### Pipelined CPU Design

Now, we will optimize a single cycle CPU using pipelining. Pipelining is a powerful logic design method to reduce the clock time and improve the throughput, even though it increases the latency of an individual task and adds additional logic. In a pipelined CPU, multiple instructions are overlapped in execution. This is a good example of parallelism, which is one of the great ideas in computer architecture.
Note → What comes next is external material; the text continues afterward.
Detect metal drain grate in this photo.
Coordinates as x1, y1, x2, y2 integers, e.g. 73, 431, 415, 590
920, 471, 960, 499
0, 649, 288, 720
To obtain a pipelined CPU, we will take the following steps.

# **Step1: Pipeline Registers**

Pipelining starts from adding pipelining registers by dividing a large combinational logic. We have already chopped a single cycle CPU into five stages, and thus, will add pipeline registers between two stages. We kindly added pipeline registers for the datapath. Note that the write address for the register file should be passed to the write back stage through the pipeline registers so that the instruction writes the result to the correct register. However, we miss the pipeline registers for the control signals.

Q1. Add the pipeline registers for the control signals and connect them to the datapath. Purple objects and lines in the diagram

### **Step2: Performance Analysis**

A great advantage of pipelining is the performance improvement with a shorter clock time. We will use the same timing parameters as those in the previous discussion.
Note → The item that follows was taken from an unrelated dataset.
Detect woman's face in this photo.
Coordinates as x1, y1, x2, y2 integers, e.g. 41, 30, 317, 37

| Element   | Register<br>clk-to-q | Register<br>Setup | MUX       | ALU          | Mem<br>Read      | Mem<br>Write      | RegFile<br>Read | RegFile<br>Setup |
|-----------|----------------------|-------------------|-----------|--------------|------------------|-------------------|-----------------|------------------|
| Parameter | $t_{\rm clk-to-q}$   | $t_{ m setup}$    | $t_{mux}$ | $t_{ m ALU}$ | $t_{ m MEMread}$ | $t_{ m MEMwrite}$ | $t_{RFread}$    | $T_{RFsetup}$    |
| Delay(ps) | 30                   | 20                | 25        | 200          | 250              | 200               | 150             | 20               |

# Q1. What was the clock time and frequency of a single cycle CPU?
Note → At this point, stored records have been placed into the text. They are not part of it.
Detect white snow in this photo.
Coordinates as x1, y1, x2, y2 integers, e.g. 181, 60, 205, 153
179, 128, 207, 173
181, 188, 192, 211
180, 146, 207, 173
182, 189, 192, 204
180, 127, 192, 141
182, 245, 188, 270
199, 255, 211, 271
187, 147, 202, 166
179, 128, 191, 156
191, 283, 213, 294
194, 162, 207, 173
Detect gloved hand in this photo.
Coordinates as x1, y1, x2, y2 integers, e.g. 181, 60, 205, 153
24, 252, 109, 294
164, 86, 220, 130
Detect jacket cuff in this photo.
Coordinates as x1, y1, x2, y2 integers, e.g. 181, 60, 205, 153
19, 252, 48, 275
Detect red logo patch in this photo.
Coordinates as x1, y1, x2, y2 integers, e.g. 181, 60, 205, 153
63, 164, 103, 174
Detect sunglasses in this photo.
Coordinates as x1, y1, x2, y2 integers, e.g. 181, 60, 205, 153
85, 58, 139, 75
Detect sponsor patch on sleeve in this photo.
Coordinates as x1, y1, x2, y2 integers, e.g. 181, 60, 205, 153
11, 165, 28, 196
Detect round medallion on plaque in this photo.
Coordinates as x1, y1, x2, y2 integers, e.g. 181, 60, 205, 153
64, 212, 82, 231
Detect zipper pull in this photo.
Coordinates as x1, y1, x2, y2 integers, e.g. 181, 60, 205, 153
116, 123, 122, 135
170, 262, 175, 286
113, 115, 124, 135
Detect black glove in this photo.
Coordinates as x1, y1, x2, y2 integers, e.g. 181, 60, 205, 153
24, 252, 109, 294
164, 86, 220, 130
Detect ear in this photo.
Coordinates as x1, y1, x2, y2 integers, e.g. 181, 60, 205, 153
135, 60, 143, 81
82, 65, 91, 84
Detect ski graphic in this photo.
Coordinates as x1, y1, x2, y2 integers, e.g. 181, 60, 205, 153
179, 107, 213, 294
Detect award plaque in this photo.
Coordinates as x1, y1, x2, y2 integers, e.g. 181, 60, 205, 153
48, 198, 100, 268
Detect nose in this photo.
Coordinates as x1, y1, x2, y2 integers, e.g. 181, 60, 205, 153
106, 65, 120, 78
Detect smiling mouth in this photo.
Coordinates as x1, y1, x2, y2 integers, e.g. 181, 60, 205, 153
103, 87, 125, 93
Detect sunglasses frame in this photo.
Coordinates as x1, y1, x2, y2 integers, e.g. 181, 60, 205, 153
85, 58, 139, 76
$$\begin{split} t_{clk,single} > &= t_{PC,\ clk-to-q} + t_{IMEMread} + t_{RFread} + t_{ALU} + t_{DMEMread} + t_{mux} + t_{RFsetup} \\ &= 30 + 250 + 150 + 200 + 250 + 25 + 20 = 925\ ps \\ f_{clk,single} = 1/t_{clk,pipe} <= 1/\ (925\ ps) = 1.08\ GHz \end{split}$$

# Q2. What is the clock time and frequency of a pipelined CPU?

$$t_{\text{clk-to-q}} + t_{\text{MEMread}} + t_{\text{setup}} \text{ (Fetch)}$$

$$t_{\text{clk-to-q}} + t_{\text{RFread}} + t_{\text{setup}} \text{ (Decode)}$$

$$t_{\text{clk-to-q}} + t_{\text{ALU}} + t_{\text{mux}} + t_{\text{setup}} \text{ (Execute)}$$

$$t_{\text{clk-to-q}} + t_{\text{MEMread}} + t_{\text{setup}} \text{ (Memory)}$$

$$t_{\text{clk-to-q}} + t_{\text{mux}} + t_{\text{RFsetup}} \text{ (Writeback)}$$

 $f_{clk,pipe} = 1/t_{clk,pipe} \le 1/(300 \text{ ps}) = 3.33 \text{ GHz}$ 

#### Q3. What is the speed-up? Why is it less than five?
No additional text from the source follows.